Breaking Down Science: An Article On Bird Migration And Climate Extremes

Ah, migration – what a wondrous time of year. The seasons are changing, birds are moving, and scientists are science-ing, or rather researching. However, none of this research is worth it if it’s not accessible to everyone. Articles can be heady and full of jargon that is confusing unless you are very familiar with the field of study. The article I’m going to write about is called “The implications of mid-latitude climate extremes for North American migratory bird populations” by Sorte, Hochachka, Farnsworth, Dhondt and Sheldon (hence forth referred to as Sorte, et al.). Basically, the researchers of this article took a bunch of data from eBird over a five-year period, and analyzed it to look at effects of climate extremes at mid-latitudes (see map below) on migratory bird species. They looked at short-distance vs. long-distance migrants occurring over non-marine areas; and used eBird checklists that were complete and that used either stationary, traveling, or area sampling methods of bird observations. It should also be noted that they did not look at anomalies such as accidental species (birds that got lost while migrating) or species associated with primarily marine environments (seabirds).

 

midlats
Mid-latitudes are located around 45 degrees North and South.

In case you weren’t aware, extreme weather and weather events are expected to increase over time. So, buckle up, fellow humans, the weather is going to get weird and it could be problematic for our fellow creatures, specifically migrating birds. The results of this study showed that basically some longer-distance-migrating species experienced climate-related stress during spring migration (primarily the month of March in this study) and then had a low productivity during the summer months (AKA breeding season for most creatures in the Western Hemisphere in non-tropical areas). However, the species that had a shorter distance to migrate seemed to show some resilience and flexibility when it came to dealing with the stress of climate extremes because they could detect changes and adjust. Migration is cued by seasonal changes, so if the changes occur at atypical times and birds follow those cues, then it can be problematic when extremes occur.

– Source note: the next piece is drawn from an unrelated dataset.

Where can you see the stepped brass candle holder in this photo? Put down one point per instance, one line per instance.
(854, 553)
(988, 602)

Why are these climate extremes a problem for migratory birds? Well, for species that have a long distance to migrate, these birds are expecting the weather to be a certain way upon arrival, and are unlikely to be able to detect and adjust for seasonal climate extremes during migration. If it’s incredibly hot or cold or there’s an intense storm, that will take away precious energy resources typically used for breeding. This will result in getting allocated to feeding and/or protecting themselves, and keeping warm or cool when they normally would not have to.

blackpoll
Enjoy this blackpoll warbler, who breeds in boreal coniferous forests of Canada and Alaska in the summer. In the fall, these birds fly 1500 miles nearly non-stop down to eastern South America. This species is a long-distance migrant.

While this study looks at a lot of data and presents interesting findings that are probable, I believe more research needs to be done. Since everyone and anyone can submit to eBird, there are varying skill levels and not all observations may be accurate. I think that perhaps if this study only contained checklists from well-known, experienced birders, scientists, and researchers, then the data may be more credible.